世帯分離を利用した介護保険料を安くする方法

65歳以上の第1号被保険者の介護保険料は本人の収入だけでなく世帯の収入状況によって納める保険料が変わります。そのため、世帯分離を利用して介護保険料を安くできる方法を紹介します。


世帯分離とは

世帯分離とは、本来同じ家に住んでいても二世帯住宅のように生計を分けていることもあります。1階は両親の世帯、2階は(大人になった)子供の世帯といったケースです。このように、同じ家に住んでいても世帯分離制度を利用することができます。「世帯変更届」を役所に届けるだけの簡単な流れとなっています。

世帯分離を利用すると介護保険料が安くなる理由

第1号被保険者の保険料は世帯に所得の多い人がいると介護保険料が高くなります。そのため、所得が低い親が所得の高い子供と同居している場合は、保険料が高くなります。そこで、同居していても合算されないよう世帯を分ける「世帯分離」届けを役所に出す人が増えています。
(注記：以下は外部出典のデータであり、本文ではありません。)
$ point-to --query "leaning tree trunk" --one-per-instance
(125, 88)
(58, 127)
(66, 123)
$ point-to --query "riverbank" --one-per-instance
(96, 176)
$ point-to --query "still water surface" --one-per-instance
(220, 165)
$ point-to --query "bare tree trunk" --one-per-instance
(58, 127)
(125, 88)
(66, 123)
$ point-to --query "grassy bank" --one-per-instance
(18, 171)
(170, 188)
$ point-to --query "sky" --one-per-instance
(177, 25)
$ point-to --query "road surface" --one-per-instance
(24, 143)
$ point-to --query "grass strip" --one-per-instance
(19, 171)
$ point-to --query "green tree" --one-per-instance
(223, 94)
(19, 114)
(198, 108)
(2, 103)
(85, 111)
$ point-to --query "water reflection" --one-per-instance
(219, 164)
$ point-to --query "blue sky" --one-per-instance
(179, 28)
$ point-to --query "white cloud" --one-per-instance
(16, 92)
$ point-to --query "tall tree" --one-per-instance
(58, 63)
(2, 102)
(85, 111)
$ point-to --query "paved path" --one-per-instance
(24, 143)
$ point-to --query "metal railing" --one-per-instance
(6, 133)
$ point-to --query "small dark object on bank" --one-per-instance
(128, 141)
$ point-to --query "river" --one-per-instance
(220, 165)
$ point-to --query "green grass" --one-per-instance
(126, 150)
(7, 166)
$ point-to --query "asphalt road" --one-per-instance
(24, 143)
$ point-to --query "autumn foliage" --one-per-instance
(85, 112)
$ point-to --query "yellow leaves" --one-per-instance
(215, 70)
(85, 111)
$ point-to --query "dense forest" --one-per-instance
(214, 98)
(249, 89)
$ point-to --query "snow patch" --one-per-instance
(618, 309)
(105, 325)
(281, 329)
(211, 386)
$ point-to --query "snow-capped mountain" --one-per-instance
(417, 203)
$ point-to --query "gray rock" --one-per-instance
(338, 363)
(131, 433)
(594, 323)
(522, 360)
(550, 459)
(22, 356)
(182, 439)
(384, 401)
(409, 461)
また、介護サービスにかかる費用には、高額介護サービスといって上限設定がかかります。世帯分離を利用すると世帯所得が下がるため、介護サービスにかかる費用も安くなります。この世帯分離は、介護保険だけでなく、後期高齢者医療制度でも使われています。

世帯分離によるデメリットも

ただ、どのような場合でも世帯を分ければいいわけではありません。医療費にも高額療養費があり、世帯合算ができます。しかし、世帯分離をすると、高額療養費の上限金額にならないこともあります。また、子供の会社で扶養手当がある場合も世帯分離を行うと受け取ることはできなくなります。

世帯分離をする前に、どちらがお得なのかきちんと考えてから世帯分離を行うことが大切です。